A degree has been proved to be a key to landing a profitable job. A deaf child may have most of these same experiences, but when out looking for a job, especially in this economy, may be hindered by the communication barrier that would exist. if they attended a residential school for the deaf. On the other side of the subject, one may argue that a residential school benefits a deaf child more than an oral school because the child still has a strong connection with their deaf culture.
This is not necessarily true, being that a deaf child may also learn sign language if wanted, but simply not through their oral school. Also, the concept of any deaf relatives can assist in keeping the deaf culture in the family. A residential school has some disadvantages of its own. If a hearing parent has a deaf child and sends him or her to a residential school, the parents would also need to learn sign language which, because of the age of the parents may be difficult being that it is harder to learn a language the older one is.

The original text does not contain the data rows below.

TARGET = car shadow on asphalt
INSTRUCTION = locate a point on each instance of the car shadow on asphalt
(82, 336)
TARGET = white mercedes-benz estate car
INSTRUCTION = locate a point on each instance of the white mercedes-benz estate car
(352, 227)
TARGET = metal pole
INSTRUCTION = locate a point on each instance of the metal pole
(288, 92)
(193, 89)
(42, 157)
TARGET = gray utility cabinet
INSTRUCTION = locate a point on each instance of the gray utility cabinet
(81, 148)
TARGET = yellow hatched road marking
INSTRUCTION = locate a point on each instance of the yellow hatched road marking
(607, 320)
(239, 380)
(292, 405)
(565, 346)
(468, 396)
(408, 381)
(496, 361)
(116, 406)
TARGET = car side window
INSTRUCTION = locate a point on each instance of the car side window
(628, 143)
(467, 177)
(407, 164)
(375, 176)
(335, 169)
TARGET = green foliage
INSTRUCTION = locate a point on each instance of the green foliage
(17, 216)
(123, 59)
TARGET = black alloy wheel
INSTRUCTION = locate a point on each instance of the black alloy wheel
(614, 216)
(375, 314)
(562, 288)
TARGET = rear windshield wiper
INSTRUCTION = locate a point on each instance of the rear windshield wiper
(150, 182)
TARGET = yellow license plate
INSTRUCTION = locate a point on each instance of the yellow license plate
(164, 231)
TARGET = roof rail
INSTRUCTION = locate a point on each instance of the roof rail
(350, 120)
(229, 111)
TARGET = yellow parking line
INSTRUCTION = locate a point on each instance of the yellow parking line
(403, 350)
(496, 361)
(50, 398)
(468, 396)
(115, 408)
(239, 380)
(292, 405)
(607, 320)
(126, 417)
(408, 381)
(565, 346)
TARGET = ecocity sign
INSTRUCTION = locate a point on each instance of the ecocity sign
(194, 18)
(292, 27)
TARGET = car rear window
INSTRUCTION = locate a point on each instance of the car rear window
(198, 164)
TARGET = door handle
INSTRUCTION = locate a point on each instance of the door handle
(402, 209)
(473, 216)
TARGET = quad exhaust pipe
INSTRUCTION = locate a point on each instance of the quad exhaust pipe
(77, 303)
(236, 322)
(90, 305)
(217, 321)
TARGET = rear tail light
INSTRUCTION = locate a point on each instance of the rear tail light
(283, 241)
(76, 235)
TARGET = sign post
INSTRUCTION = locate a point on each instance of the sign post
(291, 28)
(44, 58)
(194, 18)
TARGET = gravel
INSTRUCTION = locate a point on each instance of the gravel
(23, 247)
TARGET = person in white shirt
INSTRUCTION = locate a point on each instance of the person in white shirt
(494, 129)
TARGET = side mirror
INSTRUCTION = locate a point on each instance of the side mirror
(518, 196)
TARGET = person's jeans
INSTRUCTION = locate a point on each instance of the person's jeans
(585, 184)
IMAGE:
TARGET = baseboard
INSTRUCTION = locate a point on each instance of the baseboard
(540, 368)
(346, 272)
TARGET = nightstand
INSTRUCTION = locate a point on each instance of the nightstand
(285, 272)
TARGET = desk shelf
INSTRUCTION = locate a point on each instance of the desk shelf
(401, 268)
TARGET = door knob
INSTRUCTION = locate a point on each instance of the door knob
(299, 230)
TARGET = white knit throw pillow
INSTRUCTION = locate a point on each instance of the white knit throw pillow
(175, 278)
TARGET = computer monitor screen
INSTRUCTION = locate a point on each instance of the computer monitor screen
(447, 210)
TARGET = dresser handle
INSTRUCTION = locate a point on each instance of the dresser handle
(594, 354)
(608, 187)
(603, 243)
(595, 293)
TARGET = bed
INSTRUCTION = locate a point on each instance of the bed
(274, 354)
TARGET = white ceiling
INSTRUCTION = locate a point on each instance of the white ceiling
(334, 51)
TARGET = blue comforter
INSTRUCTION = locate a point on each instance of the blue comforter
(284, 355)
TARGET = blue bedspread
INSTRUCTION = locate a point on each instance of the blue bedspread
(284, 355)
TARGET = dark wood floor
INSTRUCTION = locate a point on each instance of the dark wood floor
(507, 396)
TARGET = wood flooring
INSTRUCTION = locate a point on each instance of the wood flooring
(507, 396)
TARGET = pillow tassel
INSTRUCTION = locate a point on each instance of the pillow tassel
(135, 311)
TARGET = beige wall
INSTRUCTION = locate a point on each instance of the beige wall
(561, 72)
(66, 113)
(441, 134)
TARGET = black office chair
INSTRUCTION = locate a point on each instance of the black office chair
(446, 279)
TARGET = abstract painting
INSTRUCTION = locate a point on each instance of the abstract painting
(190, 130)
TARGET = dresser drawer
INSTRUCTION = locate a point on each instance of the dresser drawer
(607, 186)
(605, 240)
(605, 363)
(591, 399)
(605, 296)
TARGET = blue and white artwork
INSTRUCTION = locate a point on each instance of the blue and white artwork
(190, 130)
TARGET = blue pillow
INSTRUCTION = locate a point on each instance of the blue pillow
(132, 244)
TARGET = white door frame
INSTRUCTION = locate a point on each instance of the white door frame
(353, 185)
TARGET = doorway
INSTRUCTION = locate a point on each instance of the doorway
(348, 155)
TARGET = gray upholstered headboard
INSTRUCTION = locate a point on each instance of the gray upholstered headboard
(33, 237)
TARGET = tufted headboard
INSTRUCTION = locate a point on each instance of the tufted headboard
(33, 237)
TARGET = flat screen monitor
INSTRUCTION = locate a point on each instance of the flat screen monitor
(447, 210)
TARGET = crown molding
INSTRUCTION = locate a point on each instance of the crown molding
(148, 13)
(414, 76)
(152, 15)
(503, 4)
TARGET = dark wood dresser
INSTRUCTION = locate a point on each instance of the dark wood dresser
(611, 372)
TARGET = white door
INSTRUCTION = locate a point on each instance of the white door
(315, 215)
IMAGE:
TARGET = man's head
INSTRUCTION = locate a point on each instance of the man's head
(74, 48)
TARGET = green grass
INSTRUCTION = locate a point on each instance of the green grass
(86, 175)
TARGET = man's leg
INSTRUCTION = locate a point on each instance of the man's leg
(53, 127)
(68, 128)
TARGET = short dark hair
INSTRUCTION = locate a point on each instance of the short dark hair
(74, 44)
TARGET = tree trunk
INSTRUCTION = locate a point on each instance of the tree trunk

As a second drawback, a child who is fluent in ASL and is not familiar with English will not be able to successfully be entered into mainstream public school. Entering one’s deaf child into an oral school may have its various disadvantages such as limited avaliability or a distancing from deaf culture, but considering the advantages of enrolling a child into an oral school outweighs enrolling a child into a residential school.
It is plain to see that although the students will be less exposed to deaf culture, parents of deaf children should send their kids to an oral school for two main reasons. First, learning how to assimilate with the majority of the population could help further their experience in life and, importantly, they graduate with a higher reading level than kids who graduate from a residential school.